Ok, never even thought of moths in my yarn and such. Oh the things to learn as a newbie. I am already thinking stash (the quilter in me) but I think I better work on storage and moth repellents also. Thanks for the heads up


----------



## Forerunner (Mar 23, 2007)

I've not seen evidence of this catastrophe brewing in my stash.
I've only seen one incidence here, and that was an Irish wool sweater of Wendy's that had a spot appear in the shoulder. 
I do wonder when...not if, it will hit.
I have grain moths occasionally and foolishly making their presence known during the winter, due to the seed and produce processing and dehydrating going on in here.
Every one of those gets run down and smushed by yours truly. 

I've seen Cyndi's stash, and it looks as vulnerable as any.
Perhaps she might share her thoughts/methods with us ?


----------



## 7thswan (Nov 18, 2008)

Here, I lined a walk in closet with cedar sheets, comes real thin like chipped plywood. Lined the shelves and all. Still keep the roving in plastic and spray occasionally Cedar oil around the entrance to the closet door. The rest (anything edible) in plastic totes. The entire upstairs(2 rooms) is closed to the rest of the house, that's where all the fiber equipment is kept.Lavender is also up there, so far it's been safe.


----------



## Marchwind (May 10, 2002)

7thswan I should have added Cedar oil to my list, it also works very well.


----------



## RedDirt Cowgirl (Sep 21, 2010)

Yoikes!
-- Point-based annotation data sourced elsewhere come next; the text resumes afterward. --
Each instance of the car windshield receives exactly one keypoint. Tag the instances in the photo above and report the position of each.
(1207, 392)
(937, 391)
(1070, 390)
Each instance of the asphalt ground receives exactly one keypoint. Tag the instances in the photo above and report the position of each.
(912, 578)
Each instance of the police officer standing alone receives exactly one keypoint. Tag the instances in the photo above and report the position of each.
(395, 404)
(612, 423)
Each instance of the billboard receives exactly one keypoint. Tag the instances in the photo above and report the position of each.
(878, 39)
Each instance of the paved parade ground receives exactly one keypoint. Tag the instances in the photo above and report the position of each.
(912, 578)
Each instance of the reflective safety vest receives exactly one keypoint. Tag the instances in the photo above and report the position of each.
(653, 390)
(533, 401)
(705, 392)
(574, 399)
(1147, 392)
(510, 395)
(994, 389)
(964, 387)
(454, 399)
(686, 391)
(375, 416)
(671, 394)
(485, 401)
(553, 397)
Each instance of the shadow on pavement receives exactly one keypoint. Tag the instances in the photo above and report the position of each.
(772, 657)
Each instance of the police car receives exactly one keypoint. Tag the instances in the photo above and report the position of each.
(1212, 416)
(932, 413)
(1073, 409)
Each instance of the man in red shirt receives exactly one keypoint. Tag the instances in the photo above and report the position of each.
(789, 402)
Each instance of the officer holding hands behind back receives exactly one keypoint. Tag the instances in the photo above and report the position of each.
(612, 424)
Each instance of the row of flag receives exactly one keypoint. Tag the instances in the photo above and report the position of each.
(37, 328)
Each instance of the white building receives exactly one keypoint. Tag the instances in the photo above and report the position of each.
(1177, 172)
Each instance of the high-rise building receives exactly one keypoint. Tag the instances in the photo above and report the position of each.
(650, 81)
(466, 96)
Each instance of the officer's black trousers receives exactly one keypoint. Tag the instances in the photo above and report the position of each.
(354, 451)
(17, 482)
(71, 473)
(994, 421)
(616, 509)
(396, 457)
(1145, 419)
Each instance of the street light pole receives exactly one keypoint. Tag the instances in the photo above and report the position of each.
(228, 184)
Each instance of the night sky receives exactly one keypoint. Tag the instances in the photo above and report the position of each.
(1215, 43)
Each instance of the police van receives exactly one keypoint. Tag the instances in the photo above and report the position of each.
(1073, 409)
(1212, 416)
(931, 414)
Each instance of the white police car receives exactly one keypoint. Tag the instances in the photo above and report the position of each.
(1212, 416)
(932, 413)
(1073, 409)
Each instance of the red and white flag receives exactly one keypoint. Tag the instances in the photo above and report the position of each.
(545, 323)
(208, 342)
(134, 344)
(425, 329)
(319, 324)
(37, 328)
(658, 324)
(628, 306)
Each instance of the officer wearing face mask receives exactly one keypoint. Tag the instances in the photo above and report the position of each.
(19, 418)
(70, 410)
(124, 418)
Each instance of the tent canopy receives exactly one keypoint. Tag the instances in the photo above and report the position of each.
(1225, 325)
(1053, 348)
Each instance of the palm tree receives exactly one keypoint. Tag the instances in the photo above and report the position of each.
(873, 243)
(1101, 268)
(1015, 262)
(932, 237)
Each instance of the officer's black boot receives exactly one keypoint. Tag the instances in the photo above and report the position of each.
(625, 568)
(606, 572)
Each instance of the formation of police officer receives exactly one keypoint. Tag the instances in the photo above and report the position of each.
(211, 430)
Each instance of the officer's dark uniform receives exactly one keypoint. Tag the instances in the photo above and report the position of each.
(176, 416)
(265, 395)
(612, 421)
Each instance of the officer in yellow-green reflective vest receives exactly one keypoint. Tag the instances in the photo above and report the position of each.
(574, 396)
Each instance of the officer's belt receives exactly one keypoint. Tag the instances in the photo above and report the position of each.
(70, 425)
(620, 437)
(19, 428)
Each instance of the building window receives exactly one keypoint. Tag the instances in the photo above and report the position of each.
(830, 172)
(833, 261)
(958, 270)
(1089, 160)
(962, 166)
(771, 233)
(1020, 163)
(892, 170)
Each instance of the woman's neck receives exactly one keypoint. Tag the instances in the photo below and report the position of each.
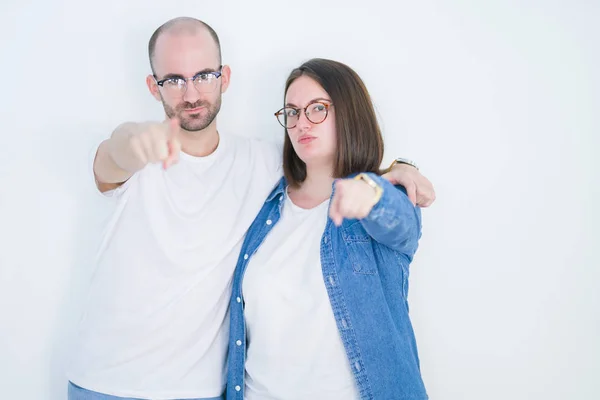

You saved me from thinking freezing would kill eggs. I was doing this for newly acquired vintage coats, now I see the error of my ways and why I keep finding moth holes.

I was moved to go to my first source in pest management, UCDavis. http://www.ipm.ucdavis.edu/PMG/PESTNOTES/pn7435.html

Here's some of what they had to say about moth balls:
If placed in contact with plastic buttons, hangers, or garment bags, they may cause the plastic to soften and melt into the fabric. As these chemicals evaporate, they produce vapors that, in sufficient concentration, will slowly kill insects. The vapors build up to the required concentration only in an airtight container. If the container is not airtight, the chemicals only weakly repel adults and any larvae already on clothes continue to feed.

Doesn't sound very effective, I think your heating process and then sealing in airtight containers is the best solution. (My guilt is a heavy burden, but I don't know how I survived before zip-lock bags) I've used the traps & never found a moth, just more holes. A friend sez never wear silk or wool to the theater. The battle is on!


----------